Haldane took up photography in the late 19th century, as did his brother Henry Haldane and Thomas Eaton, also Tsimshian. At the age of 25, in 1899, Haldane opened his own portrait studio.

He maintained his studio and actively documented the people of his community from the 1890s to approximately 1910. He specialized in portrait photography and his works are carefully composed. They show the Tsimshian at a time of great transition. Families and individuals posed in Western clothing of their day. They are photographed inside with props and backdrops or outside. He photographed events such as weddings or concerts by his marching band. As a community insider, he was able to achieve an intimate look at the Tsimshian people. He was also able to photograph potlatches, outlawed at the time, along the Nass River.

==Legacy==
Haldane died on November 21, 1941, from pulmonary tuberculosis. He is buried in Ocean View Cemetery in Metlakatla.

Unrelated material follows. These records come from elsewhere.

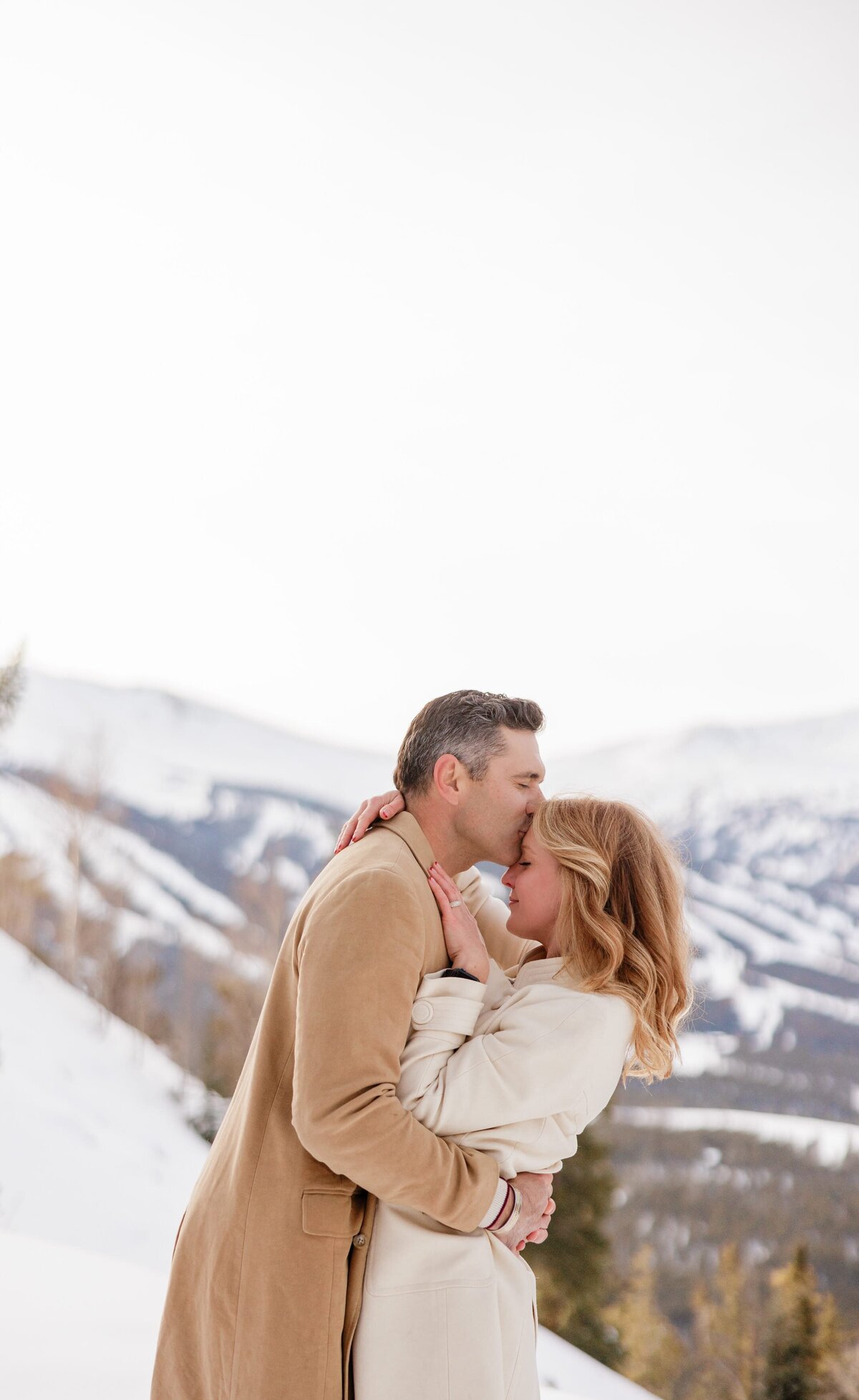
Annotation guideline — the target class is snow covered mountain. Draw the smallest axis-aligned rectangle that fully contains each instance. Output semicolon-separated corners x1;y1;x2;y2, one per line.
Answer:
0;675;859;1343
0;674;859;1120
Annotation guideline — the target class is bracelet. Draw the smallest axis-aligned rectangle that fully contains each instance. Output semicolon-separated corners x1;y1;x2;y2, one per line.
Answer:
486;1182;521;1235
505;1186;521;1232
486;1182;514;1229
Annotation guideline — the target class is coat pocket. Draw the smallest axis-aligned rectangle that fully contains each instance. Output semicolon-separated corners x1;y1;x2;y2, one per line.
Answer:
301;1187;367;1239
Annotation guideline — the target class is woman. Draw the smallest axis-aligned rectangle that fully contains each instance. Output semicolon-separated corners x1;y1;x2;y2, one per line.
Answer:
338;794;691;1400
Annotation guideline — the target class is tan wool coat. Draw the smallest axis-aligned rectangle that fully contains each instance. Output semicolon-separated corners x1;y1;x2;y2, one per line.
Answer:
151;812;523;1400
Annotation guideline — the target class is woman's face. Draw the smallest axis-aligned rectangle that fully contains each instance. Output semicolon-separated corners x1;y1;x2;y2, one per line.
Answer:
502;832;560;956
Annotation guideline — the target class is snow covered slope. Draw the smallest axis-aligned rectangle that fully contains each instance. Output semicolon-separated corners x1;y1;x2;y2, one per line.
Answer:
6;672;859;817
0;672;392;819
0;674;859;1119
0;933;656;1400
0;1230;664;1400
0;934;208;1271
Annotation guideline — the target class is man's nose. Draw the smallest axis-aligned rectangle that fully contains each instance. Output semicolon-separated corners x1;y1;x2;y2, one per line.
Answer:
525;788;545;816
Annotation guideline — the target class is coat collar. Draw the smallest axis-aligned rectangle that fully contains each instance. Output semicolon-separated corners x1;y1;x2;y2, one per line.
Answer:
372;812;436;875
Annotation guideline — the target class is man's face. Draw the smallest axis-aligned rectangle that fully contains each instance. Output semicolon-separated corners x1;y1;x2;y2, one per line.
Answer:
457;728;545;865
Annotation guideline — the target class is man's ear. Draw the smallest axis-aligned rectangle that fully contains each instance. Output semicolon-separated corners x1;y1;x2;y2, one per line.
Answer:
433;753;467;807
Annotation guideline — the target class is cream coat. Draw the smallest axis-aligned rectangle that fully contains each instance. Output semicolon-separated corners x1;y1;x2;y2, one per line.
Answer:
353;929;634;1400
151;812;521;1400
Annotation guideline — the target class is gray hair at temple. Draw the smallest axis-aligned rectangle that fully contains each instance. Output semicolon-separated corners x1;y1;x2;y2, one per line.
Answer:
394;690;545;797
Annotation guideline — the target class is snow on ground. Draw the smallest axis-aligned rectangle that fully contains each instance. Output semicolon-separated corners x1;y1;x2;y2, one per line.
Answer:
674;1031;740;1079
10;671;859;817
0;1230;664;1400
0;774;271;980
613;1106;859;1166
3;671;394;817
0;934;208;1271
0;933;656;1400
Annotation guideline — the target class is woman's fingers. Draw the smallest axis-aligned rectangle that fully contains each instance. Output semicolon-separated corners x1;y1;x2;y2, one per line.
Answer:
334;802;367;855
334;788;405;855
430;861;460;899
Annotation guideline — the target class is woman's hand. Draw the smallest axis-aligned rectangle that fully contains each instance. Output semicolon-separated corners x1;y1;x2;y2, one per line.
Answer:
429;861;489;981
334;788;405;855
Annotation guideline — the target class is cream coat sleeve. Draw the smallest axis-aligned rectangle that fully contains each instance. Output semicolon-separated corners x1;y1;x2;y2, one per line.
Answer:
398;977;632;1144
457;865;538;968
293;871;499;1230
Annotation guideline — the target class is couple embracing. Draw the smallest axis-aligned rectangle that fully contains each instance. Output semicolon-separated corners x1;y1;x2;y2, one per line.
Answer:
152;690;691;1400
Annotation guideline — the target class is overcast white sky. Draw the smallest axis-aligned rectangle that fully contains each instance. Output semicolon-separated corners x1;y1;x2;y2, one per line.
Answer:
0;0;859;753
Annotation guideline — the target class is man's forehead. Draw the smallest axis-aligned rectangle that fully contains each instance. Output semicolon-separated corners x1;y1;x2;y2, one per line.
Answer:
499;729;545;782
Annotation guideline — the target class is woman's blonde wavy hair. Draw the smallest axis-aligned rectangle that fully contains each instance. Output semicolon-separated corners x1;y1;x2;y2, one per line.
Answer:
531;797;694;1084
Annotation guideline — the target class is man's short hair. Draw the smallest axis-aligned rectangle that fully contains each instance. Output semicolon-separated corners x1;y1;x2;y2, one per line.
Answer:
394;690;545;795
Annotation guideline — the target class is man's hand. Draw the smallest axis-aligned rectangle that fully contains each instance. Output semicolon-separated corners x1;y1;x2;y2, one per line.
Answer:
493;1172;555;1255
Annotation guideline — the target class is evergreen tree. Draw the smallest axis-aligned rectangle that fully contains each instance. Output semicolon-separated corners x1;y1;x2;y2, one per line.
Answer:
764;1245;822;1400
607;1245;686;1396
0;650;24;729
528;1127;621;1366
679;1245;758;1400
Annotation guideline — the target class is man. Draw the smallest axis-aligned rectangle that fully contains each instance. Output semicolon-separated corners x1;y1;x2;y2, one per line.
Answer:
151;690;550;1400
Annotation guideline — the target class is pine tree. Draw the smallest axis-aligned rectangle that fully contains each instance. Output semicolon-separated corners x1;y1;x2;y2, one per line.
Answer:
528;1127;621;1366
607;1245;686;1396
0;648;24;729
679;1245;758;1400
764;1245;821;1400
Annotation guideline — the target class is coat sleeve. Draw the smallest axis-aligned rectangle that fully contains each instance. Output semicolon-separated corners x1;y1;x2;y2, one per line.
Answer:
399;978;615;1137
293;870;499;1230
457;865;538;968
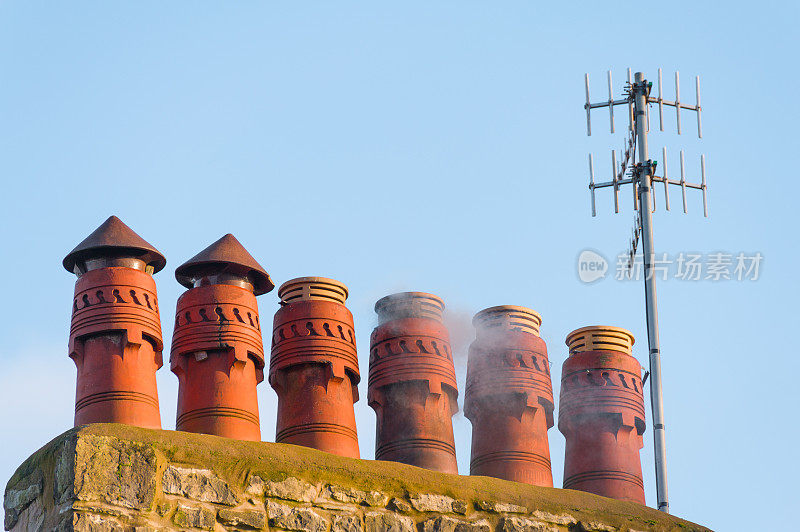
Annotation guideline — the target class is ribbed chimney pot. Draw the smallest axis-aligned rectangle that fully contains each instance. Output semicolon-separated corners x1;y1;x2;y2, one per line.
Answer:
170;234;275;441
63;216;166;429
269;277;361;458
464;305;553;487
368;292;458;473
558;326;645;504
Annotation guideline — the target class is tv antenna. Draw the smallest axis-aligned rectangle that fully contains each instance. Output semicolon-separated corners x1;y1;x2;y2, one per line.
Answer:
584;68;708;512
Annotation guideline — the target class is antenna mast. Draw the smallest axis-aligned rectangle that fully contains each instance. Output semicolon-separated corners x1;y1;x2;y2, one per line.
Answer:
584;69;708;512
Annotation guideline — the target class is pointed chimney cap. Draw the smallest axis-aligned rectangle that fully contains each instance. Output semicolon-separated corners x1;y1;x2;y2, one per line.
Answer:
62;216;167;273
175;233;275;296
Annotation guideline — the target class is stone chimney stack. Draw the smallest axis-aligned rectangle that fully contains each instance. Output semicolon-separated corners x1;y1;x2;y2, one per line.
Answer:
368;292;458;473
464;305;553;487
170;234;275;441
269;277;361;458
558;326;645;504
63;216;167;429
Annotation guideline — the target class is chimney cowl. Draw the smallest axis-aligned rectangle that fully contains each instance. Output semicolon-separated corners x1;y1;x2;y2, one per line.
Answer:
175;233;275;296
62;216;167;277
278;277;349;305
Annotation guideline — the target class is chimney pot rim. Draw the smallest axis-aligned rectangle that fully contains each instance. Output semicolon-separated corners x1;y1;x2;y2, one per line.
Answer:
278;276;350;305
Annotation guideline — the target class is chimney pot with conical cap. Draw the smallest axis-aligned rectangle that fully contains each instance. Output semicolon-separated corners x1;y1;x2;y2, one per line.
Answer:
464;305;553;487
63;216;166;428
368;292;458;473
170;234;274;440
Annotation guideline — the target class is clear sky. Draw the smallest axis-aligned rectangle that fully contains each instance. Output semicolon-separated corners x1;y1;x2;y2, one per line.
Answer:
0;0;800;530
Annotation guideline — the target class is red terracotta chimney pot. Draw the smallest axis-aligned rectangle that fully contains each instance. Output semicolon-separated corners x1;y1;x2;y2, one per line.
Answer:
558;326;645;504
269;277;361;458
170;234;274;441
63;216;166;429
464;305;553;487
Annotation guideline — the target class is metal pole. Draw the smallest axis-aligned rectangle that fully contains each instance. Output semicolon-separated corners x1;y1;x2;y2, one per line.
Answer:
634;72;669;512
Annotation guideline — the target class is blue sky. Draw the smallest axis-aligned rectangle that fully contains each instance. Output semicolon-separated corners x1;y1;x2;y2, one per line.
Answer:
0;1;800;530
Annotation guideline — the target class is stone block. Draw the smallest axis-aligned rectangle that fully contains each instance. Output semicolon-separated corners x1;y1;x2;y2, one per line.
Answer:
161;466;239;506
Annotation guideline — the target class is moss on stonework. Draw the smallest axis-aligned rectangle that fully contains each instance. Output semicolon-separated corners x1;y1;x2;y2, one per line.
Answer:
6;424;707;530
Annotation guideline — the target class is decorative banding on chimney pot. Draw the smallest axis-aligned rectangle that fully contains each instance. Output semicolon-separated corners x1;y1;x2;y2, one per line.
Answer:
464;305;553;487
558;326;645;504
170;234;274;441
368;292;458;473
269;277;361;458
63;216;166;429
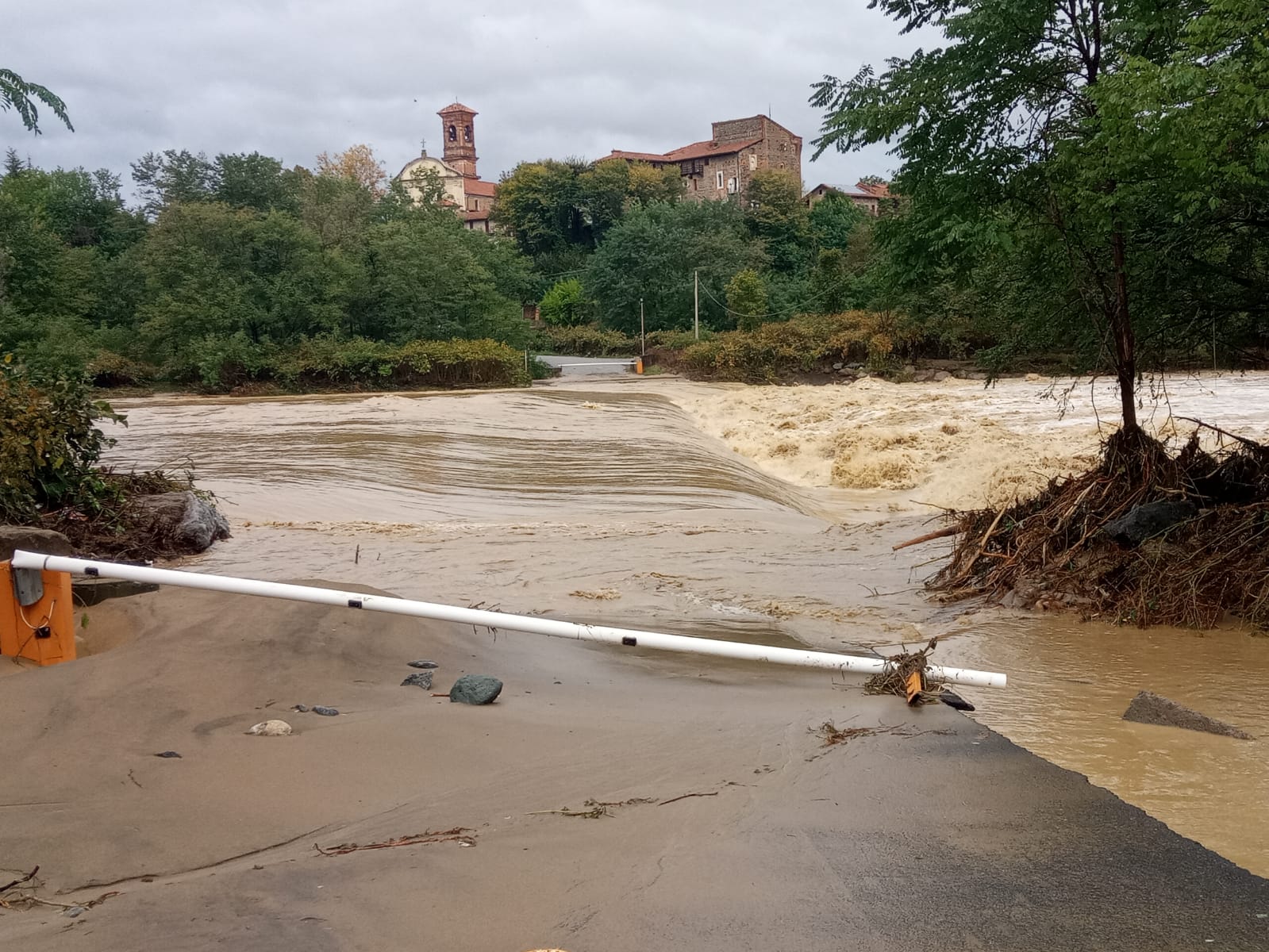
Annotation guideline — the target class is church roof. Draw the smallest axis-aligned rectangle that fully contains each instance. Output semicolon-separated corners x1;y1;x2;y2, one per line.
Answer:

His photographs have been increasingly exhibited in recent decades. This revived interest in his work was sparked by Dennis Dunne, who rescued 162 original glass plate negatives of Haldane's photographs from the dump on Annette Island in the 1990s.

The Tongass Historical Museum curated Metlakatla: Vintage Photographs in 2006, which featured 36 of prints of his photographs. Also in 2006, his work was included in Our People, Our Land, Our Images, an exhibition of indigenous photographers at the C.N. Gorman Museum at the University of California, Davis, curated by Hulleah Tsinhnahjinnie. That shows also traveled to the Burke Museum of Natural History and Culture in Seattle, Washington. in 2007.